Monday, January 24, 2011

The Fear Of Precedence

Sometimes life and fan life collide.

Last week, ended for me on Friday with a rebuff of a new idea I had brought forward. Saturday ended a week of hockey in a similar way. The common theme was establishment of precedence and the pervasive fear that surrounds it.

It wasn’t the first time I have had a proposal rebuffed for the danger of the precedent it could set. Sometimes, no matter how perfect the fit, an idea just has to die for this reason. Similarly, I thought, the ideas that were floating around in the build-up to Saku Koivu’s first game back in Montreal.

Leading up to that game, there were many suggestions that the team might do something special to honour a special player in the history of the Canadiens. I was actually quite giddy in the buildup, as I anticipated something fitting from the organization that used to have a knack for gauging these events just right.

Instead, what the Canadiens offered was a video montage of a few seconds. More than that, it only showed the April 2002 ovation and none of his other moments in Montreal. It was a sad-sack effort considering what they’ve been able to pull off in the past. Luckily for the Canadiens brass, the fans still remember how to show a bit of class and picked up the mantle by giving a proper ovation anyway and then clogging the popularity contest lines with Koivu votes. As if to complete their complete fumble, the organization (who incidentally does claim they have the right to review 3 star choices and adjust) decided they’d stick to their idiotic policy of naming the OT goalscorer the first star. This despite the fact that the goal was:
a) Scored in a shootout
b) Ignored the actual stars of the game (well this rule does)
c) Went completely against the fans wishes for a special honour bestowed on Saku

And what for?

For precedence.

Worried perhaps that the honouring a returning player for another team would set a dangerous precedent in a time when the number of such players is high. Worried perhaps that all future captains will need to have some sort of ceremonious return. Worried that perhaps their 3 star system won’t be respected if contravened for this special case.

Hogwash. It’s total pig swill. None of these concerns are founded. The organization needed to recognize what a special case that Koivu was. 15 years from draft to departure with this team. Most of 13 years as the face of the franchise and the best player on the ice from game to game. 10 full years as the captain.
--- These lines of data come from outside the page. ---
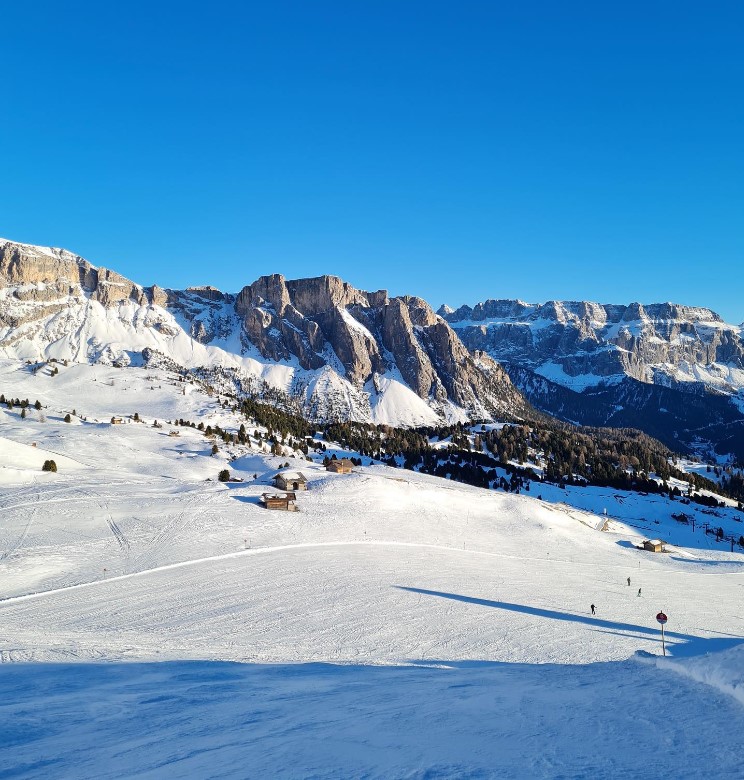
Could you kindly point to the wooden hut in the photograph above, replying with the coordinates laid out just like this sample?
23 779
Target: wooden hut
290 480
340 466
281 501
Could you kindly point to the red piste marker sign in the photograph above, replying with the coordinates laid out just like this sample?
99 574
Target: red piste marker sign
662 618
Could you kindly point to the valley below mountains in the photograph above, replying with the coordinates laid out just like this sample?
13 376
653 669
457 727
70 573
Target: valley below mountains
321 348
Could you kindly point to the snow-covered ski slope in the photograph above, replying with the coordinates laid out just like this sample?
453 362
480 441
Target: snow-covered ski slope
129 553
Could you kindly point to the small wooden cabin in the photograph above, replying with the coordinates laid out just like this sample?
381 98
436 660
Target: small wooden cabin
340 466
290 480
282 501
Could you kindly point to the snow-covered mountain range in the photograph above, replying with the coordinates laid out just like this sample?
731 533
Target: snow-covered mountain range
674 371
320 345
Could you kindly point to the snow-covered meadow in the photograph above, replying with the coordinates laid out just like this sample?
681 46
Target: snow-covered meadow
398 625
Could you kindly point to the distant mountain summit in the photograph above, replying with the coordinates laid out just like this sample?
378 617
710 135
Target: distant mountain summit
331 351
674 371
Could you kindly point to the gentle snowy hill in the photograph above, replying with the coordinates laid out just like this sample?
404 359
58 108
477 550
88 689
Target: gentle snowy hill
475 603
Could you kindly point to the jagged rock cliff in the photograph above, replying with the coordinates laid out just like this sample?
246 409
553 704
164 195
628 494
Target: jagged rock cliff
344 353
674 371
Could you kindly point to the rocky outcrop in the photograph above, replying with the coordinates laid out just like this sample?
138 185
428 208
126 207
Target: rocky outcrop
353 345
676 372
320 320
584 339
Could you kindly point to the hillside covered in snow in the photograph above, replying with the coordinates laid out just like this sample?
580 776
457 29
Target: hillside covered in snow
397 624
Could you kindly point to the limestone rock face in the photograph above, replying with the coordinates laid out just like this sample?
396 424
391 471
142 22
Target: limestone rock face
322 320
676 372
586 339
357 343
This game, this return, will likely be the last opportunity that the Canadiens have for a very long time to honour such a player. The bigger league, salary cap and all have changed the landscape. Teams aren’t always going to be able to hold their top players when they need leverage to rebuild. Teams will have trouble giving progressive raises without intervention from the lower free agency limits. And that’s to say nothing of the ten year captaincy. Or the player that Koivu was.
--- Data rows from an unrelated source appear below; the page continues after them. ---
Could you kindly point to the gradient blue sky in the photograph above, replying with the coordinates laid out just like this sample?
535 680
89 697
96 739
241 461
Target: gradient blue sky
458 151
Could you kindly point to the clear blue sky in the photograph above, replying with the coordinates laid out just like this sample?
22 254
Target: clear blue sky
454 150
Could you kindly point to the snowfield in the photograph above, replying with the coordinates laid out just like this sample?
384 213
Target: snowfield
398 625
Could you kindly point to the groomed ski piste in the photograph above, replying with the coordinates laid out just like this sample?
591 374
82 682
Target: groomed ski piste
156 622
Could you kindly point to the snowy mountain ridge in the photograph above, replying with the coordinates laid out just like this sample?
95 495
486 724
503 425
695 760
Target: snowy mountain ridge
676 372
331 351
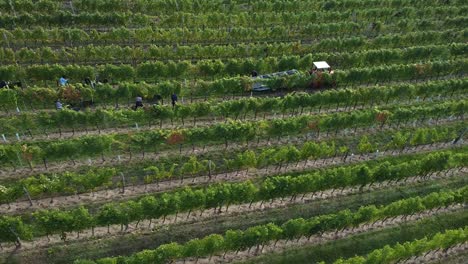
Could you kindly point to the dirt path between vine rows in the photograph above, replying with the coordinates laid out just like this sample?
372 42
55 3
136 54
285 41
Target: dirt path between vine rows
116 194
437 255
154 225
10 173
242 175
282 245
201 122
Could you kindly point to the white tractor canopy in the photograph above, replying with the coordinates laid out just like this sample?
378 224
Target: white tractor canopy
321 65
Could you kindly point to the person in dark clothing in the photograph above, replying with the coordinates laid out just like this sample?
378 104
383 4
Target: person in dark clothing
174 99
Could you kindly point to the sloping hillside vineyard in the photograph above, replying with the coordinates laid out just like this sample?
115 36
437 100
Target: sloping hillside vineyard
233 131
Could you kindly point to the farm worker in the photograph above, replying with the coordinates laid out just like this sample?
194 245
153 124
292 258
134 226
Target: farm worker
63 81
58 105
139 102
174 99
4 84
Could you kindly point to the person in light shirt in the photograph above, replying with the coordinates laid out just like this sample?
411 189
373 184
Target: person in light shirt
58 105
63 81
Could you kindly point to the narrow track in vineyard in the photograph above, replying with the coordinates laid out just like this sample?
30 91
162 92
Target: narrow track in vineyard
126 158
208 121
147 226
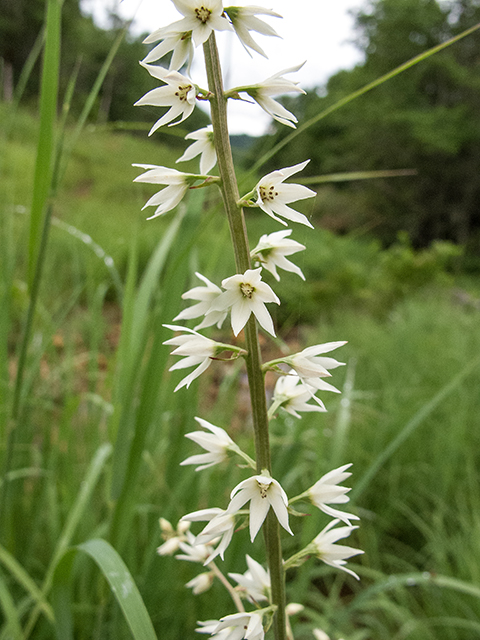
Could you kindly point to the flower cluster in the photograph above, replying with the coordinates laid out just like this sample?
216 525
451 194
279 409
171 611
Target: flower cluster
243 298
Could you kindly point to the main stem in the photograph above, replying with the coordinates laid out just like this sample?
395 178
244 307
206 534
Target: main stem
238 232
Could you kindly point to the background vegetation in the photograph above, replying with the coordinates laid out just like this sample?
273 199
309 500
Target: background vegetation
98 430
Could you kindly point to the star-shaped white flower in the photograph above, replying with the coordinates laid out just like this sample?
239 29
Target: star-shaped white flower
179 42
334 555
201 18
201 583
273 195
179 93
255 583
204 147
221 526
197 350
172 537
209 626
242 625
276 85
244 20
293 395
309 364
193 551
168 198
205 295
262 492
327 491
217 443
246 294
271 250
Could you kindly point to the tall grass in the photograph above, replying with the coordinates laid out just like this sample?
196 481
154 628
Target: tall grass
96 464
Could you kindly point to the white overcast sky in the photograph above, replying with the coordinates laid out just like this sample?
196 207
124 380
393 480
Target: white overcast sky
318 32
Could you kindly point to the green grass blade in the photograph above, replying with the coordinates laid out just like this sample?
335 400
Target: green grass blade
360 92
81 503
348 176
12 627
424 579
23 578
123 587
137 319
97 250
411 426
46 141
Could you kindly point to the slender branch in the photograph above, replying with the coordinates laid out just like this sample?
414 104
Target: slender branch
256 382
234 595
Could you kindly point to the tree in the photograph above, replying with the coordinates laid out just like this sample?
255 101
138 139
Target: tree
427 118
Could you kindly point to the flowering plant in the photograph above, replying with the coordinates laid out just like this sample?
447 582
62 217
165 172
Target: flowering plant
259 501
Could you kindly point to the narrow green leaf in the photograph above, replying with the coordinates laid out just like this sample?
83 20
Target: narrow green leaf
74 517
360 92
411 426
12 619
132 354
46 140
23 578
123 587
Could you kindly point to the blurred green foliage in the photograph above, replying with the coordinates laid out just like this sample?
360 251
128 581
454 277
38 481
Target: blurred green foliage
426 119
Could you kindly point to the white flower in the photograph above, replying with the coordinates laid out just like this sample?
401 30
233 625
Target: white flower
209 626
334 555
293 395
243 625
274 195
172 537
168 198
309 364
193 551
179 42
201 583
244 20
262 492
326 491
220 525
197 350
274 86
246 294
255 582
204 147
217 443
201 18
179 93
271 250
293 608
205 295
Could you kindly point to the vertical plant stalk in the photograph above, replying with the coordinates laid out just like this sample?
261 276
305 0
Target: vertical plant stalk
238 232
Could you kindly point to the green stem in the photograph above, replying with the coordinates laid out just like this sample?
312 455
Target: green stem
256 382
233 594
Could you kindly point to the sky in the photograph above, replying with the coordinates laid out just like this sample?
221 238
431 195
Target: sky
317 32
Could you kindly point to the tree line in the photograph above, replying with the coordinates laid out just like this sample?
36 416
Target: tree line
426 119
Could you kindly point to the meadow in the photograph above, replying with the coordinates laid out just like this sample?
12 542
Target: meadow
93 433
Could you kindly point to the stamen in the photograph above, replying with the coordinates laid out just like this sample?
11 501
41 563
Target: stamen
247 289
202 14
The team tripped up big time here. They didn’t need to do much other than nod to the significance of the event. They couldn’t even manage that small ask. This was a too-many-men-on-the-ice-type penalty for the management.
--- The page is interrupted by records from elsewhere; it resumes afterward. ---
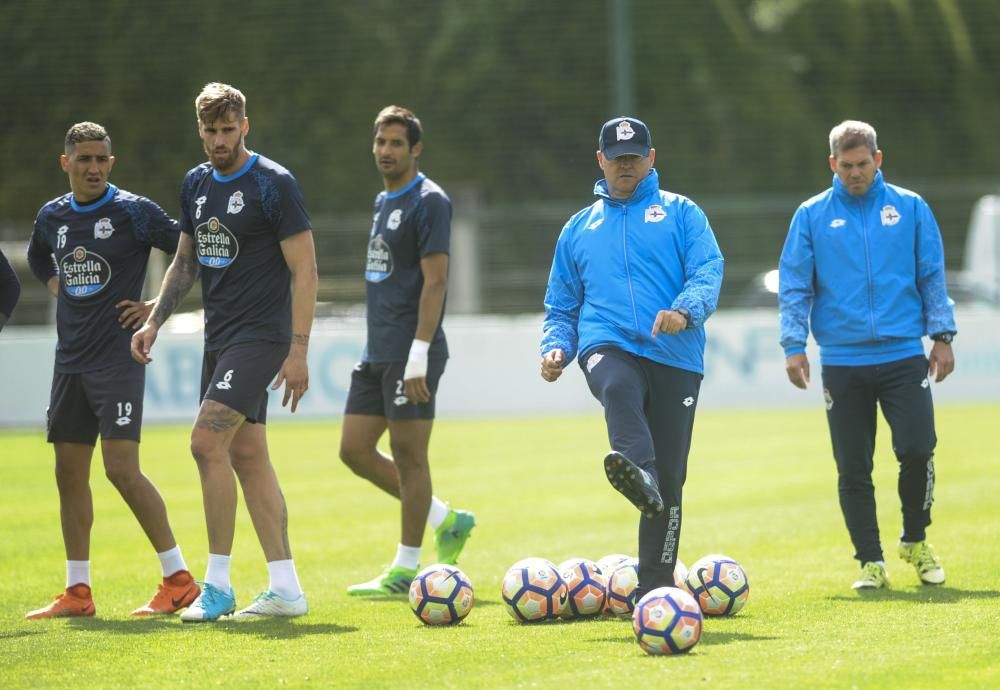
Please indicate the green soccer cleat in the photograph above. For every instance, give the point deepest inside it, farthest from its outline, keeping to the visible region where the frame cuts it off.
(272, 604)
(921, 556)
(392, 581)
(873, 576)
(451, 535)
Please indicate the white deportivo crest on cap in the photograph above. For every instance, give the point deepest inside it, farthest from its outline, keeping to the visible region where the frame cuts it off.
(624, 136)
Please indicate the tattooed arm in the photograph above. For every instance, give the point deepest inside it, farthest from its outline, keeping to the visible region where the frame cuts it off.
(300, 255)
(178, 280)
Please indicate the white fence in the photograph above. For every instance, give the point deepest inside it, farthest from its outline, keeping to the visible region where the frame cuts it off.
(493, 369)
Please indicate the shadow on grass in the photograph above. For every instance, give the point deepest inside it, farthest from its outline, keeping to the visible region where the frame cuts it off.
(937, 594)
(403, 599)
(267, 628)
(709, 638)
(14, 634)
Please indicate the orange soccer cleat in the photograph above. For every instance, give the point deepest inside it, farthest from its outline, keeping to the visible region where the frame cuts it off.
(74, 601)
(175, 593)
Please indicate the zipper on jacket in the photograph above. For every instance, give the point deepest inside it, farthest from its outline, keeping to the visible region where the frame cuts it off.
(868, 268)
(628, 272)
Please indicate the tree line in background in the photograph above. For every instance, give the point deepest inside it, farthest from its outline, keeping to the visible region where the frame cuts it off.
(740, 94)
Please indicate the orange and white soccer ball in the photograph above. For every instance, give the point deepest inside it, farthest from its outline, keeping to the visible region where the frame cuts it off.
(719, 584)
(587, 588)
(441, 595)
(667, 620)
(533, 590)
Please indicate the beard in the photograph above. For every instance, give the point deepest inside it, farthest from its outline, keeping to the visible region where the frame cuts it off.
(227, 161)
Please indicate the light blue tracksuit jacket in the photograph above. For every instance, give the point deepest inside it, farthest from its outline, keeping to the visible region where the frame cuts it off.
(866, 273)
(620, 261)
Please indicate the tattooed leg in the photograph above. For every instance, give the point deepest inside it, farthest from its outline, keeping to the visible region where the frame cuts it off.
(261, 491)
(213, 433)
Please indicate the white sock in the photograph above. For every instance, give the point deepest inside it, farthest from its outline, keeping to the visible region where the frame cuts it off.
(217, 573)
(407, 557)
(171, 561)
(284, 579)
(77, 572)
(437, 513)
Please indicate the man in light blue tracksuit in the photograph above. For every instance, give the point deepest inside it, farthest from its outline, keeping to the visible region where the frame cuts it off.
(863, 266)
(634, 277)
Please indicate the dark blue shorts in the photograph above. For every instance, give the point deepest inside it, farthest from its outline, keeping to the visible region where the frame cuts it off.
(377, 389)
(237, 376)
(106, 402)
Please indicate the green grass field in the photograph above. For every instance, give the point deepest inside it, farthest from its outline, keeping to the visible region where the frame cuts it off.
(761, 488)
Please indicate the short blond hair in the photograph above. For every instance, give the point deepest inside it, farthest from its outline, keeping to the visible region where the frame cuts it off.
(850, 134)
(85, 131)
(218, 101)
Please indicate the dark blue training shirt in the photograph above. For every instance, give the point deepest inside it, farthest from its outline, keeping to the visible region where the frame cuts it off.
(237, 222)
(100, 252)
(409, 224)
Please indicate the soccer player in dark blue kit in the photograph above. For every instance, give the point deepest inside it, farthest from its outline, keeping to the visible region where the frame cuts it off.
(394, 385)
(863, 268)
(245, 228)
(10, 290)
(90, 248)
(634, 277)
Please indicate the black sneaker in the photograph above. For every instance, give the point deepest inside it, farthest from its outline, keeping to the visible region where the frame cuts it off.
(634, 483)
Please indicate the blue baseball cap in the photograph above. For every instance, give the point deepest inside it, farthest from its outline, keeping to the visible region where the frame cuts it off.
(623, 136)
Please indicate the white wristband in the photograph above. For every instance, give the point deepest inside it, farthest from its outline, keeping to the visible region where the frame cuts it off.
(416, 363)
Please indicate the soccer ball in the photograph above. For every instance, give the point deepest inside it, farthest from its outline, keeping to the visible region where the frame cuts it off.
(612, 561)
(667, 621)
(621, 588)
(719, 584)
(587, 588)
(533, 590)
(441, 595)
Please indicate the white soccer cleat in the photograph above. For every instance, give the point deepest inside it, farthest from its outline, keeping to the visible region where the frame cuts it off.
(272, 604)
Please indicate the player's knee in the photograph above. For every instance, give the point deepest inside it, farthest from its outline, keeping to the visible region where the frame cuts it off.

On that note, I’ll segue into another similar discussion: what to do on Koivu’s retirement.

Those of you who’ve commented on our banner, and read our praise for the player know that this blog is not far from camping with those who would call for a sweater retirement for the captain of a decade. And this discussion is a discussion of precedence if there ever was one. There are precedents to be followed and precedents that could be set.

On following precedents. Koivu doesn’t come close to meeting the precedents that have been set in terms of trophies, Cups, or even statistics for any of those occupying the rafters. On these precedents alone, it’s a non-starter. But hockey is not baseball. Statisticians in hockey will tell you this. It cannot be measured by some algorithm for greatness. Hockey is a game that is imperfectly measured by statistics kept by the league. My case for Koivu would include us using our collective memories to recall the games where he led and played well without a single point for the gamelog. There were many games like this.
What’s more, these honours bestowed were not based on statistics alone, were they? The great honour was weighed in many ways. And so it should, in due time, with Koivu.

On the precedents it will set. I say precedents be damned. Exceptions are the prerogative of this organization in making these decisions. They are the prerogative of the fans who ask for the recognition. If the sweater retirement is to be discussed, that doesn’t mean that a door is opened to every player who ever scored 600 points, or every player that had long tenure. Koivu is Koivu is Koivu. He was and is special. The ovations showed that. And that’s all that needs to be said.


So don’t fear precedents. Yes Koivu now has more domes this season than Tom Pyatt. There’s nothing to fear in that.